On Memorial Day, a reminder that fallen soldiers ‘all had stories’
While many opted for beaches and barbecues, some Philadelphians trekked to the city's Vietnam Veterans Memorial to remember the holiday's tragic cost.
Philadelphia’s Vietnam Veterans Memorial was empty when Joseph Lipscomb strolled across its gently curved amphitheater late Sunday morning. Motorists occasionally thumped across the Belgian blocks on nearby Spruce Street, and the sun peeked from behind a latticework of clouds.
The city seemed quieter, slower. Plenty of residents had fled to their favorite beach town for a long, cool weekend. But Lipscomb, 69, took a few moments to reflect in Society Hill on the true cost of the Memorial Day holiday, one that’s too often lost amid all of the barbecues and big sales.
He gestured toward a granite wall that bears the names of the 648 Philadelphians who were killed during the Vietnam War.
“They all had stories. They all had families,” he said. “A lot of people take for granted the sacrifices that others have made.”
Lipscomb, a lifelong Philadelphian, cited his family’s ties to military service: His father, John B. Lipscomb, was a Marine who fought in the South Pacific during World War II, and his uncle, Richard Lipscomb, was a medic in the Korean War.
The city’s Korean War Memorial, situated across Spruce Street, attracted even less foot traffic on Sunday, save for some tourists who posed for photos. That memorial honors 610 service members — from Philadelphia, Bucks, Chester, Delaware and Montgomery Counties — who were killed in the war.
“People lose sight of things,” Lipscomb said. “You have to make time for something like this.”
A Monday ceremony to honor military who lost their lives is expected to start at noon at the Vietnam Veterans Memorial; the memorial’s board plans to unveil a plaque to honor veterans who died after the war, as a result of their service in Vietnam.
As a light breeze rippled through the memorial’s flags on Sunday afternoon, Mark Goren, 64, made his way across the amphitheater, pausing to study 5-foot-wide panels that depicted scenes from the war.
When Goren was just a boy in the 1960s, growing up in Northeast Philadelphia, the war seemed both remote — a terrible thing, happening in some faraway place — and uncomfortably intimate, confronting him through graphic news coverage on his family’s television.

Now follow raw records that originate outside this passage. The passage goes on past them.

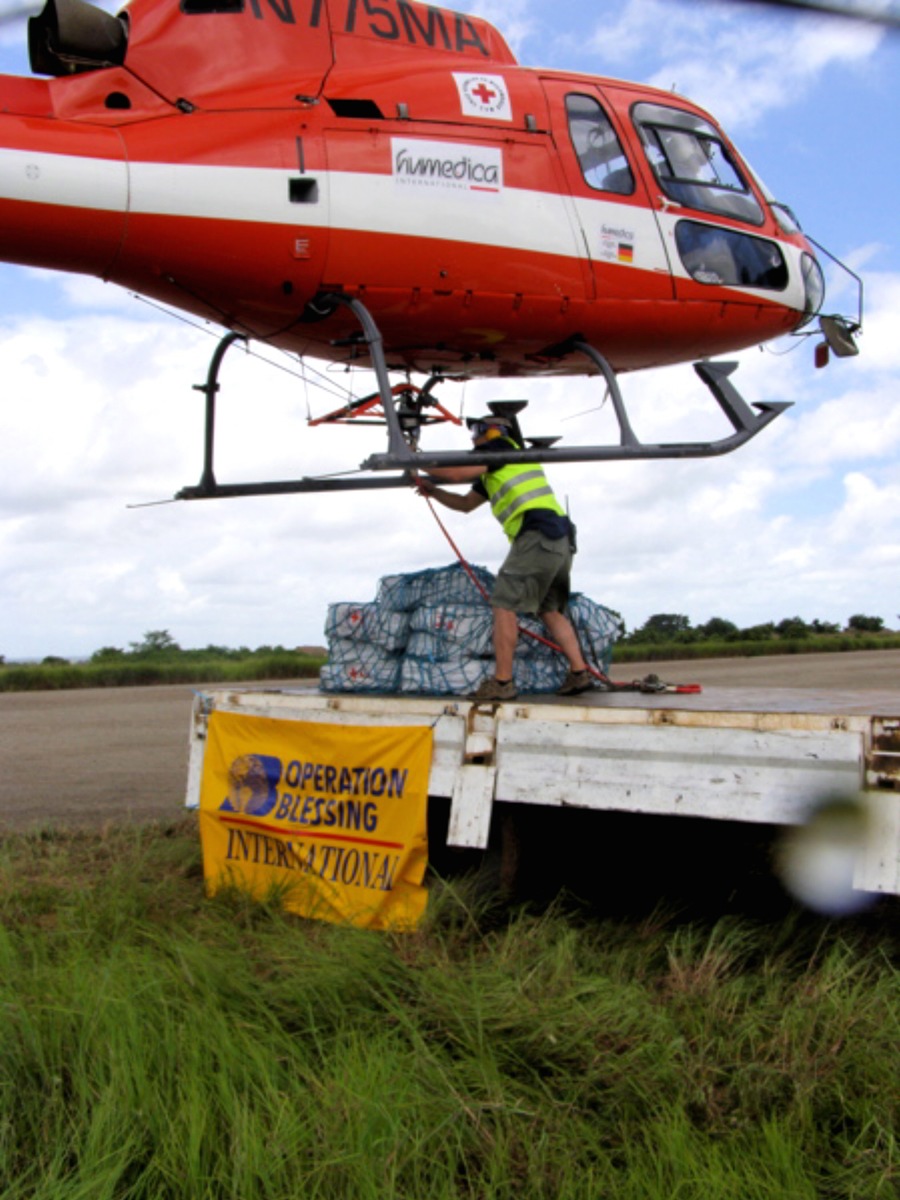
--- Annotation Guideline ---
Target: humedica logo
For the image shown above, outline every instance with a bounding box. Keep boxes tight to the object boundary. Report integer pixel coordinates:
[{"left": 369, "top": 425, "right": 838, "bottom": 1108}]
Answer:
[
  {"left": 391, "top": 138, "right": 503, "bottom": 194},
  {"left": 220, "top": 754, "right": 283, "bottom": 817}
]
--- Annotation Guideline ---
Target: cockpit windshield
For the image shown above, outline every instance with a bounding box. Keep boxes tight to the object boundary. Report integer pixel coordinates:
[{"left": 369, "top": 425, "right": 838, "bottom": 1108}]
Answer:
[{"left": 632, "top": 103, "right": 763, "bottom": 224}]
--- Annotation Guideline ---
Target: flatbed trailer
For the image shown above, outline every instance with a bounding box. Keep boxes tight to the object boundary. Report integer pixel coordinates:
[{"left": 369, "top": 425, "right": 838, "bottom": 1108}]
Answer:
[{"left": 187, "top": 686, "right": 900, "bottom": 895}]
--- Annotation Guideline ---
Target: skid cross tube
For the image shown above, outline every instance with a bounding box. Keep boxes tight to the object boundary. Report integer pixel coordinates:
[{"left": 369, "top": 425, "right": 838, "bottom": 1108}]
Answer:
[
  {"left": 175, "top": 302, "right": 791, "bottom": 500},
  {"left": 362, "top": 357, "right": 791, "bottom": 470}
]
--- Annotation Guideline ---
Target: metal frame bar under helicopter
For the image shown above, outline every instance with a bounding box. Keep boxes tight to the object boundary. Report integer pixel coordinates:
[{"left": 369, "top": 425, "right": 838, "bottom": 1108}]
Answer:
[{"left": 175, "top": 294, "right": 791, "bottom": 500}]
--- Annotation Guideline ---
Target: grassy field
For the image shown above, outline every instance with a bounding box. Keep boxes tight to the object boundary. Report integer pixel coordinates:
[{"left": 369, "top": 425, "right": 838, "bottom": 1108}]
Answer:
[
  {"left": 0, "top": 632, "right": 900, "bottom": 692},
  {"left": 0, "top": 821, "right": 900, "bottom": 1200}
]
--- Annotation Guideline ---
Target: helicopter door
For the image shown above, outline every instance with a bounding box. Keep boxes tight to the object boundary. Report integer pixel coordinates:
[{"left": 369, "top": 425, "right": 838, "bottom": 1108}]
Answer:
[
  {"left": 541, "top": 77, "right": 674, "bottom": 301},
  {"left": 325, "top": 120, "right": 593, "bottom": 304}
]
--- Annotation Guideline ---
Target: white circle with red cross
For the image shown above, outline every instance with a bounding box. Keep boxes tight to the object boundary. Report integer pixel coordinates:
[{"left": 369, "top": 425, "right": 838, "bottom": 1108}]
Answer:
[{"left": 454, "top": 71, "right": 512, "bottom": 121}]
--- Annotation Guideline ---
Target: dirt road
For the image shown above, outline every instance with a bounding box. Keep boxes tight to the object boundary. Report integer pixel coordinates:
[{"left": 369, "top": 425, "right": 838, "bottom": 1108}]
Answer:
[{"left": 0, "top": 650, "right": 900, "bottom": 833}]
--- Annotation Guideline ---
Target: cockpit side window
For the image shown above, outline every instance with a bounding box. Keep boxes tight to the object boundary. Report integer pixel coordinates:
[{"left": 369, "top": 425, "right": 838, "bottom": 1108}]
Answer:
[
  {"left": 632, "top": 103, "right": 763, "bottom": 224},
  {"left": 565, "top": 92, "right": 635, "bottom": 196}
]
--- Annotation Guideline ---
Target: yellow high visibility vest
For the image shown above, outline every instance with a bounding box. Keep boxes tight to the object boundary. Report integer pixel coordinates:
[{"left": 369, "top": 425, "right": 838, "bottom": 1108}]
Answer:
[{"left": 481, "top": 443, "right": 565, "bottom": 541}]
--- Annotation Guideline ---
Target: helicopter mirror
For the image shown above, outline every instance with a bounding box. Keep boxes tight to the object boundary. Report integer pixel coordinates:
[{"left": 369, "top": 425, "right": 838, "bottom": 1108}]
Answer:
[{"left": 28, "top": 0, "right": 128, "bottom": 76}]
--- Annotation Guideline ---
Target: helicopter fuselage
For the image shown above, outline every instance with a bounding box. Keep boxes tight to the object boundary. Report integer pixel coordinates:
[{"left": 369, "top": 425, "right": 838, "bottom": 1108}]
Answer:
[{"left": 0, "top": 0, "right": 823, "bottom": 377}]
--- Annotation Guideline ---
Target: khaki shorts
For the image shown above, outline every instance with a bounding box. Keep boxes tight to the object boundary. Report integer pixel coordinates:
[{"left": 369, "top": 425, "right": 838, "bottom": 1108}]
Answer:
[{"left": 491, "top": 530, "right": 572, "bottom": 616}]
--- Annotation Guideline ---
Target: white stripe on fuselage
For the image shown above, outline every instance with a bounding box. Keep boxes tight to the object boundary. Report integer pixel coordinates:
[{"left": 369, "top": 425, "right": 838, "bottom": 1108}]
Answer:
[{"left": 0, "top": 149, "right": 803, "bottom": 308}]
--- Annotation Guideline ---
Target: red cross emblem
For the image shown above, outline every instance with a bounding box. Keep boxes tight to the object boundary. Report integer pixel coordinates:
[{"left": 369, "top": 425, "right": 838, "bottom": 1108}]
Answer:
[{"left": 472, "top": 83, "right": 497, "bottom": 104}]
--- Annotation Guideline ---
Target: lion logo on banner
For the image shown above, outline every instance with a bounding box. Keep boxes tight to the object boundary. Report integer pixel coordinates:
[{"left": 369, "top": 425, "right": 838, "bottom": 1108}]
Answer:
[{"left": 222, "top": 754, "right": 282, "bottom": 817}]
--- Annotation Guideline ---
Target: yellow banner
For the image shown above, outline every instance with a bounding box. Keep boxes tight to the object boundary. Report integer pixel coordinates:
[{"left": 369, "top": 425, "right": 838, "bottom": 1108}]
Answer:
[{"left": 200, "top": 713, "right": 432, "bottom": 929}]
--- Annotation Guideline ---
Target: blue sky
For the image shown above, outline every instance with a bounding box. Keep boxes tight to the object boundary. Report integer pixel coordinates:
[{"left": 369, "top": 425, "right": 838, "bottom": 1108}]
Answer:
[{"left": 0, "top": 0, "right": 900, "bottom": 660}]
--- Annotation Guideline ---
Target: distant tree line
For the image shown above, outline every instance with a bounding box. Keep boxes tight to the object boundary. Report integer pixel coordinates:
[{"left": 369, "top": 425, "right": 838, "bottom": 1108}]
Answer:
[
  {"left": 0, "top": 612, "right": 900, "bottom": 667},
  {"left": 622, "top": 612, "right": 886, "bottom": 646}
]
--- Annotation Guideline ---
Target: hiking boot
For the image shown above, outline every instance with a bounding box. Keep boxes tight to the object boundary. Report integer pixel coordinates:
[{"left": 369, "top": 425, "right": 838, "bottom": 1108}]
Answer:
[
  {"left": 557, "top": 668, "right": 594, "bottom": 696},
  {"left": 472, "top": 678, "right": 518, "bottom": 700}
]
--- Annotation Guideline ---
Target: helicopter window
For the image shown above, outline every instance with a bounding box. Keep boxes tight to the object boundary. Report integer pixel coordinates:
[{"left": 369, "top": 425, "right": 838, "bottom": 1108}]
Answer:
[
  {"left": 565, "top": 92, "right": 635, "bottom": 196},
  {"left": 634, "top": 103, "right": 763, "bottom": 224},
  {"left": 676, "top": 221, "right": 787, "bottom": 292}
]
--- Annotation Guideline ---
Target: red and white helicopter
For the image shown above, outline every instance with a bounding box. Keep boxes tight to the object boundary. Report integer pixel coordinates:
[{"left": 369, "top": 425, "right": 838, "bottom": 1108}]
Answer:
[{"left": 0, "top": 0, "right": 862, "bottom": 498}]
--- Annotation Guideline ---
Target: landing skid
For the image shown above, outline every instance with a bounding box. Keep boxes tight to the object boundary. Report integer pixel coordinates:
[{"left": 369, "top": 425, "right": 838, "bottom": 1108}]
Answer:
[{"left": 175, "top": 295, "right": 791, "bottom": 500}]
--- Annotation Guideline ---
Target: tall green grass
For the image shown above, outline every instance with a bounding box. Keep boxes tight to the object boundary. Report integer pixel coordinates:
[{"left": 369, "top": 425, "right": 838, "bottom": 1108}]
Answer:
[{"left": 0, "top": 822, "right": 900, "bottom": 1200}]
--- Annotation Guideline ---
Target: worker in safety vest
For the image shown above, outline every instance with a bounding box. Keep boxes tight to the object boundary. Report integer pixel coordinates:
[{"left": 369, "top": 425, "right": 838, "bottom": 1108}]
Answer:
[{"left": 418, "top": 414, "right": 593, "bottom": 700}]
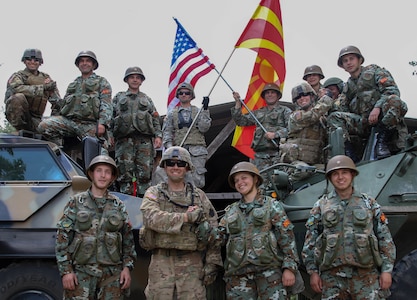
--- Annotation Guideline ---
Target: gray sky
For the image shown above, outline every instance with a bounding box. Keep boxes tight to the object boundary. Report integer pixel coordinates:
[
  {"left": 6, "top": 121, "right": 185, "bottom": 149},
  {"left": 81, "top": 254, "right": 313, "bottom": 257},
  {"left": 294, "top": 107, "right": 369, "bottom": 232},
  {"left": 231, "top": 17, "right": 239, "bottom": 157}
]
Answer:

Decades later, he can still recall the sense of unease that permeated the era.
“It was a terrible time,” Goren said. “So many people died.”
That generational tragedy and trauma were reason enough for Goren to stop at the memorial. “We don’t want to forget,” he said.
Pre-Memorial Day treks to the Vietnam Veterans Memorial are a tradition for John Livewell, 73.
He can still easily recite the day on which he was drafted by the U.S. Army — Sept. 3, 1969 — but he returns to the memorial because of six friends, young men he’d grown up with in Fishtown.
Their names are carved into the granite wall.
“Those guys never got to have life experiences,” said Livewell, who spent 10 months in Vietnam as a combat medic, and later worked as a Philadelphia police officer for 31 years. “They didn’t get to get married, or have families.”
Asked what thoughts came to mind whenever he visits the memorial, he summoned two words: “The loss.”